Depends on what you mean. For me personally as a physicst, Julia supplanted Python like 7 years ago and I haven't looked back. There's a vibrant, active ecosystem of useful open source packages relevant to my needs constantly being developed. I've had zero reason to use python in ages.

Other people may have different needs, different experiences, and different organizational or legacy constraints that makes it so that switching from python to julia is just not on the table any time soon. That's fine.

Julia and Python continue to both grow in the scientific computing space, and I think Julia is becoming more and more of a known name, and an accepted tool in the scientist's toolkit. It may not be the tool the majority of scientists use any time soon, but that's not really a problem.


I am not at the numerical programming level of most folks in this thread but have written useful numerical software in Python, Julia, Fortran, Java, C#, C++, and Matlab.

My 0.02 is that Julia is awesome... if I was starting a new numerical project from scratch, I'd pick Julia 100% unless there was a very compelling reason to use another language (e.g. to interact with a legacy system). There are some Julia libraries that are so insanely good, like SciML/DiffEq, that I use Julia just to use those libraries (because I'm not smart enough to re-implement that stuff in some other language).

That being said, Python has a sufficiently good ecosystem that it's a sane choice for scientific programming where all out speed (or multi-node parallel computing) is not the top priority. Python with Numpy/Numba, RAPIDS and/or JAX can be very fast and it is very easy to write concise and fast programs this way. The code quality of RAPIDS and JAX are very high too and documentation is solid.

I'd also offer that Chapel and Rust belong in the "HPC/super-computing capable" pantheon of programming languages.


These discussions tend to go in circles because there are several incompatible notions of what “scientific computing” is.

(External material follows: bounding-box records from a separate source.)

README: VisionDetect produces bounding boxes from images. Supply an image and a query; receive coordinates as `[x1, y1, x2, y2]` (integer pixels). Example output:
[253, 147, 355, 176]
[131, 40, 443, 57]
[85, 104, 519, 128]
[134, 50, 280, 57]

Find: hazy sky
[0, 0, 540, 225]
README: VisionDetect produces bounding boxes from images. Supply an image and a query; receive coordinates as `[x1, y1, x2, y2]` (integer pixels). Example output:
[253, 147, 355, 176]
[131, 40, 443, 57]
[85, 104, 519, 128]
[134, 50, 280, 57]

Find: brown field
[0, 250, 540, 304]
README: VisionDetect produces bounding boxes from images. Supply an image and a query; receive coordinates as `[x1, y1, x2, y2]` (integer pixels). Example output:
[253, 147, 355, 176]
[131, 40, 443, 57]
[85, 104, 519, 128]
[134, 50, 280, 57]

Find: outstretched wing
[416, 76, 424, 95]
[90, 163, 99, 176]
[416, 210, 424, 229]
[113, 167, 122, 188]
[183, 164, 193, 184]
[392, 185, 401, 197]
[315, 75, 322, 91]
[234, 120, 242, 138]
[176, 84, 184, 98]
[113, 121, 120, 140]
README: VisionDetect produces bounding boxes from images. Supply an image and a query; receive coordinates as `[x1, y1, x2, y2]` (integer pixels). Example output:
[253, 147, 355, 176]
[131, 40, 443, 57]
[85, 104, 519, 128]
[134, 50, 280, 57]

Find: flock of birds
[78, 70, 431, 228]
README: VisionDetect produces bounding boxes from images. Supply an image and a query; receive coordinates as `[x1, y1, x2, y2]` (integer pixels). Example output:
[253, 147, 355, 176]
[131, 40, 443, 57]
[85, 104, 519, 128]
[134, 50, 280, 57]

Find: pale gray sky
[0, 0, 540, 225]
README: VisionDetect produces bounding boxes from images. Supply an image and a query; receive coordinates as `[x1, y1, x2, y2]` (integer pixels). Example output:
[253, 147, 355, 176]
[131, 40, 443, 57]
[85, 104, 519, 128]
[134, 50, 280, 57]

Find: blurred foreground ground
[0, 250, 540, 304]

The first arena that comes to my mind is very high performance numerical code: simulations of merging galaxies, of the atmosphere, etc. In this arena, there are exactly four languages that have been used at the most demanding level: Fortran, C, C++, and Julia. Python is not on the radar.


I think this is somewhat restrictive. A significant amount of scientific computing work is done in high-level languages like Python that dispatch to lower-level kernels (like C++, jitted Numba, etc). I wouldn't discount them as "not scientific computing". The jitted kernels really blur the line, of course, because in many cases the jitted code runs in the same environment as the higher-level language.

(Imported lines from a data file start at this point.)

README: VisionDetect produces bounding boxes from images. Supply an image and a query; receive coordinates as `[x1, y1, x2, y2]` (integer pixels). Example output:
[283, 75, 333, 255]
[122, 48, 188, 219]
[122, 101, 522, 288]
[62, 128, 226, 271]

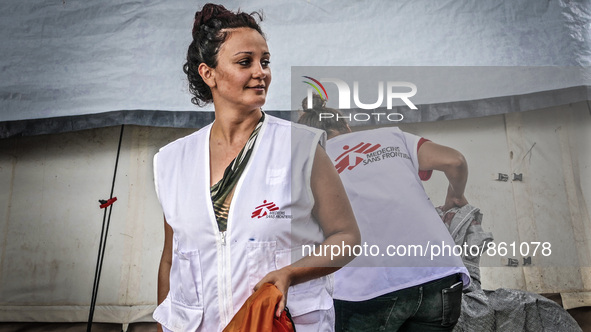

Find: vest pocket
[246, 241, 277, 290]
[153, 296, 203, 332]
[275, 248, 334, 331]
[169, 250, 203, 308]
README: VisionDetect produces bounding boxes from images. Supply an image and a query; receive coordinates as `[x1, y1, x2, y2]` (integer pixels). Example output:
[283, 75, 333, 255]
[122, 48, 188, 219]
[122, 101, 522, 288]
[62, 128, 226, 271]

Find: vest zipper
[218, 231, 231, 325]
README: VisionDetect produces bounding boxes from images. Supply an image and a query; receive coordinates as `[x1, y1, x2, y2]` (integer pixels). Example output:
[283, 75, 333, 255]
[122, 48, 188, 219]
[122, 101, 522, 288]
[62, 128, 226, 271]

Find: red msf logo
[335, 142, 381, 174]
[250, 200, 279, 219]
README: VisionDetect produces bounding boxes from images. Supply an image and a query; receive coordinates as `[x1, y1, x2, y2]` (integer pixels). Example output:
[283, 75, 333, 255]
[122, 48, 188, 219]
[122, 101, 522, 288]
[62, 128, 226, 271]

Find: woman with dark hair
[154, 4, 360, 332]
[298, 95, 470, 331]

In some sense it's not right to claim python is used in those cases. The core libraries are all written in one of the 4 languages GP listed. Python is just the glue, or high level algorithm.


Sure, but it's a pretty useless sense because it will, among other problems, cause you to answer the question "which language should I teach my undergrads first" completely wrong.


I think trying to supplant python is the wrong goal, or maybe the wrong frame. Supplanting an already established technology is very hard and depend so many factors that not directly controllable by the julia designer and community.

I think focusing on providing significant value to the dev community in a way that's not disruptive to their current workflow is a better metric of success.